Neuroscience ICU team reunites with former patients
USF neurosurgeon Dr. Siviero Agazzi, co-medical director of the Neuroscience ICU at Tampa General Hospital, hugs a grateful patient at the recent Cerebral Celebration.
USF neurosurgeons, neurologists and affiliated neuroradiologists, along with nurses and other caregivers at the Tampa General Neuroscience Intensive Care Unit, were reunited May 13 with patients they helped save.
The former patients, who gathered for the hospital’s first Cerebral Celebration breakfast, had been treated for a variety of neurological disorders, including brain tumors, traumatic brain injuries, strokes, aneurysms, seizures and other metabolic diseases.
Some didn’t even remember what happened in the ICU because they had been in comas for days or weeks. All came to thank the doctors and other practitioners who helped them overcome severe brain injuries or disorders.
Dr.
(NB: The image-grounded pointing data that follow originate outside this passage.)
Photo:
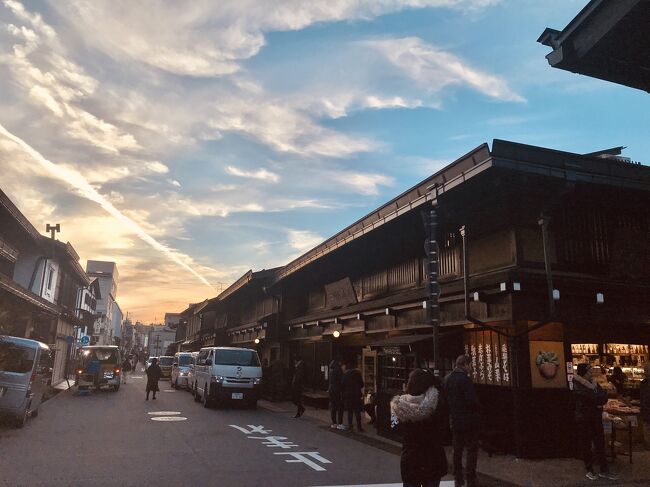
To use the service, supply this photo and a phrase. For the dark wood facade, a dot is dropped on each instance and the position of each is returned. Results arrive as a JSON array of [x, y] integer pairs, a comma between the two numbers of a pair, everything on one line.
[[362, 293]]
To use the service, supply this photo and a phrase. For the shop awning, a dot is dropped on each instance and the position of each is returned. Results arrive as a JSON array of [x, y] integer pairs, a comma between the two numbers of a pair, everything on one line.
[[401, 340]]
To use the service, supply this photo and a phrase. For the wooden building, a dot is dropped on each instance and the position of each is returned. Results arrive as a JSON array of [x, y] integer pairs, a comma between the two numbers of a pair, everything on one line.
[[362, 293], [556, 246], [607, 40]]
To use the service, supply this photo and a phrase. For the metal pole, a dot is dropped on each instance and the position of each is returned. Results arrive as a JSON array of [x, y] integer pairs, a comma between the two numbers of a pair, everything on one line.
[[433, 307], [463, 234], [543, 223]]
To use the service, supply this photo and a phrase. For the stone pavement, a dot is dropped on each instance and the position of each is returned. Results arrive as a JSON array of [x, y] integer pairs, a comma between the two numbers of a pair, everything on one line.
[[505, 470]]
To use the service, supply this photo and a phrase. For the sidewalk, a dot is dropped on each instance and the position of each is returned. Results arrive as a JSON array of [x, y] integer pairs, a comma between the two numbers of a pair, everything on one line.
[[499, 470]]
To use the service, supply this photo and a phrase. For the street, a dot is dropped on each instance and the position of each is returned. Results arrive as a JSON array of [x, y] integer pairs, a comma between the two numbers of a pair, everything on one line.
[[110, 438]]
Siviero Agazzi, USF associate professor of neurosurgery and co-medical director of the Neuroscience ICU, said the healthcare team was grateful for the opportunity to meet with the patients and their families following recovery. “Seeing them later on, once they get back into their lives and are happy to be alive again, makes us realize that we did the right thing … that we provided the proper care,” he said.
Nurses from the Neuroscience ICU welcome former patients and their families at the 1st annual Cerebral Celebration held May 13 at Tampa General Hospital.
Tampa General’s Neuroscience ICU received the Beacon Award for Critical Care Excellence for Spring 2009-1010 from the American Association of Critical-Care Nurses – a distinction earned by fewer than 1 percent of the ICUs in the country (73 units out of an estimated 6,000). The Beacon Awards recognize adult critical care, adult progressive care, and pediatric critical care units that achieve high-quality outcomes. This was the unit’s second Beacon award.
Tampa General’s is the largest Neuroscience ICU on Florida’s west coast. USF Health’s Dr. Agazzi co-directs the unit with Dr. David Decker, assistant professor of neurology at USF Health.
The other ICUs at TGH that have been Beacon-certified include the Surgical Trauma ICU and Cardiothoracic ICU.